很多人今天在谈艺术家古元(图1-6)的时候,往往会首先把他放进“新中国美术 ”的历史框架之中。他被归入那个强调人民、劳动、建设与时代精神的艺术系统里,成为新中国美术史中的重要名字。但真正让我感到动人的,其实并不仅仅是他“代表了那个时代”,而是他的作品里,始终还保留着一种来自旧时代的柔软与人情味。
古元其实特别有意思,因为他刚好处在1949年前后那个巨大的历史断层之间,他是少数那种你能够同时在他身上看到“民国遗韵”与“新中国时代结构”的艺术家。
所以他和民国时期的画家常玉(图7-9)完全不一样。常玉属于旧世界最后的感性。他的画里是巴黎、旧上海、法租界、旗袍、留声机与知识分子的孤独。而古元,则属于一个新时代开始建立之后,艺术家如何在集体时代里,仍然保留个人感受。
这一点其实非常难。因为1949年之后,中国艺术整体开始进入一种“历史叙事型”的结构。艺术 不再只是个人情绪与私人审美,而开始承担时代功能、人民形象、社会理想与集体叙事。于是很多后来的作品里,会出现一种非常强烈的宏大感、宣传感与英雄化结构。人物开始成为“时代中的人民”,身体成为“历史工具”,人的情绪也慢慢服从于时代方向。
所以那个时代很多艺术,逐渐失去了民国时期那种私人性的柔软感。那种小情绪、小忧郁、都市感性与文人式的细腻,在后来的视觉系统里慢慢减少了。
但古元特别的地方就在于,即使身处这样的时代结构之中,他仍然保留了一种“人”的温度。尤其是你看到他那些雪村、山水、桃花树、农村风景的时候,会发现他画农村,和后来很多“社会主义农村图像”其实完全不同。很多后来的农村绘画是在歌颂建设、歌颂集体、歌颂劳动,而古元很多时候不是。他画里的农村,仍然有一种“人在自然里的小”。

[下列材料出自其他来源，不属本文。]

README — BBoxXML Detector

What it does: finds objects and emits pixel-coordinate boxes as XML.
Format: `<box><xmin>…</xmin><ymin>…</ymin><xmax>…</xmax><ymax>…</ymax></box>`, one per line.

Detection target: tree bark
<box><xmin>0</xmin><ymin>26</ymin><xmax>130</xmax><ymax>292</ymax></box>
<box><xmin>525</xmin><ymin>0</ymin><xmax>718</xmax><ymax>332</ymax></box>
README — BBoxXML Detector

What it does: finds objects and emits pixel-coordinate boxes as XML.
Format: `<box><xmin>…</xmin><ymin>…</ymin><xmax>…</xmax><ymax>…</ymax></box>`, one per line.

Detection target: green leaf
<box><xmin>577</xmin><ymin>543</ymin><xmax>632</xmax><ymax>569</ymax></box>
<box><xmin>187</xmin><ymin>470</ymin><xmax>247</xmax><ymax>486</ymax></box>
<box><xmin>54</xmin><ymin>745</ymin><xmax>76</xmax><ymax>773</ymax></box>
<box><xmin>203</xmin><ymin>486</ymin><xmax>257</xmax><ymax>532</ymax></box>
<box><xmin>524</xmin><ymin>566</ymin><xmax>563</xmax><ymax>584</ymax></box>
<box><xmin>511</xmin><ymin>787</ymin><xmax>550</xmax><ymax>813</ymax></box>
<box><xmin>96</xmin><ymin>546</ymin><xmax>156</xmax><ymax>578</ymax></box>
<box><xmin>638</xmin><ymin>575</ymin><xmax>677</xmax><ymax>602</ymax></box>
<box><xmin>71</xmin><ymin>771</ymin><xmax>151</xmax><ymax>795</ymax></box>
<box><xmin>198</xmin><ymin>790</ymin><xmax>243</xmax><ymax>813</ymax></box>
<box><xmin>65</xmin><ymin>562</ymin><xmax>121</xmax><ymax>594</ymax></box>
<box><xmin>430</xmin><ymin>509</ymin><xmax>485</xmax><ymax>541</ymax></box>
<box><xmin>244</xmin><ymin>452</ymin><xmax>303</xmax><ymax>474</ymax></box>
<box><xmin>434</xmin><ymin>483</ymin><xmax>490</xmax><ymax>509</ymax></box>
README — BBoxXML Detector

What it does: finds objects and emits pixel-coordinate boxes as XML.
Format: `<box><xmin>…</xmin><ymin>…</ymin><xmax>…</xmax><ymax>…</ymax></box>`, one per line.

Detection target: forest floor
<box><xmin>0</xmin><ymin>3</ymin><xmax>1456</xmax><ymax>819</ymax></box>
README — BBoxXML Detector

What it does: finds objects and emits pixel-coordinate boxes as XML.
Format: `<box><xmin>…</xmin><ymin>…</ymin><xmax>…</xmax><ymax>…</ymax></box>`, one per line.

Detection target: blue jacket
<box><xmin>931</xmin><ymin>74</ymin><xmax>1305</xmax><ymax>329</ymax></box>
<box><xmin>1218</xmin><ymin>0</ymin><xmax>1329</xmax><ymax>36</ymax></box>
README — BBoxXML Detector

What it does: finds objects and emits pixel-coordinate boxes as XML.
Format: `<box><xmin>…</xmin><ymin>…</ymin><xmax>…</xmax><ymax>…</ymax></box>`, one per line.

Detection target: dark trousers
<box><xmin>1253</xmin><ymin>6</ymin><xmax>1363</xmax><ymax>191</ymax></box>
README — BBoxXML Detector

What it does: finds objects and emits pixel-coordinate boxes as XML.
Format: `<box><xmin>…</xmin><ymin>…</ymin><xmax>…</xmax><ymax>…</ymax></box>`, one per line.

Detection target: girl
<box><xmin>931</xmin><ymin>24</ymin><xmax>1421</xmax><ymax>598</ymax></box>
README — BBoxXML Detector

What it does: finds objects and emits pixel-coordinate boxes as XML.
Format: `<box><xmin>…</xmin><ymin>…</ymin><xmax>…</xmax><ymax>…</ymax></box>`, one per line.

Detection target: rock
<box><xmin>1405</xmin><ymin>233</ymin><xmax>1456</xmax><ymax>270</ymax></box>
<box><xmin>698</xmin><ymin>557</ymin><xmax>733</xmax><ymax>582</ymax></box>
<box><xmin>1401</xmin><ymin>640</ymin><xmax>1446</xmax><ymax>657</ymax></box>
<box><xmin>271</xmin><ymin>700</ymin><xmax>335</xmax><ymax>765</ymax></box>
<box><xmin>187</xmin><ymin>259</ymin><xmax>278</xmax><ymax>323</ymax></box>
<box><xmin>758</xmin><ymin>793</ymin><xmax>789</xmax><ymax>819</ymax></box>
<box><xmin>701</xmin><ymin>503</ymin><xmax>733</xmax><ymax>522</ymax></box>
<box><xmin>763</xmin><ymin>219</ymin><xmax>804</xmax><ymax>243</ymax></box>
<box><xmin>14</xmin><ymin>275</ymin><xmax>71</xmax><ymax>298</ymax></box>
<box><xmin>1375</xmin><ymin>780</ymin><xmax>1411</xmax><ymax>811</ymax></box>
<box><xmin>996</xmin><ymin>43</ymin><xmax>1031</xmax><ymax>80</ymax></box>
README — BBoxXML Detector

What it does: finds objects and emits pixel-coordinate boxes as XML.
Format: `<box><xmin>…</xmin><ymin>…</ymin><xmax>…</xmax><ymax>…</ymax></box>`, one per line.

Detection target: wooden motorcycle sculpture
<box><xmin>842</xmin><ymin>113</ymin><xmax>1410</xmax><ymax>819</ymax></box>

尤其那幅雪景,一个小小的人牵着狗走在雪地里,脚印一直延伸向远方。整个画面里有一种非常东方的“空”。那种空不是空洞,而是一种中国传统山水中的寂静感。人在天地之间显得很小,而雪、树、空气与时间,却显得非常辽阔。那一刻,古元其实已经不再像一个宣传时代的画家,而更像一个真正生活在土地上的人。
这也是为什么今天再回头看古元,会觉得他的作品里有一种特别迷人的“旧时光感”。这种旧日感,并不是简单的怀旧,而是一种时间沉淀之后留下来的气味。你会觉得他的画里有旧中国乡村的空气,有五六十年代中国尚未消失的人情社会,也有那个年代缓慢、安静、带着生活温度的时间节奏。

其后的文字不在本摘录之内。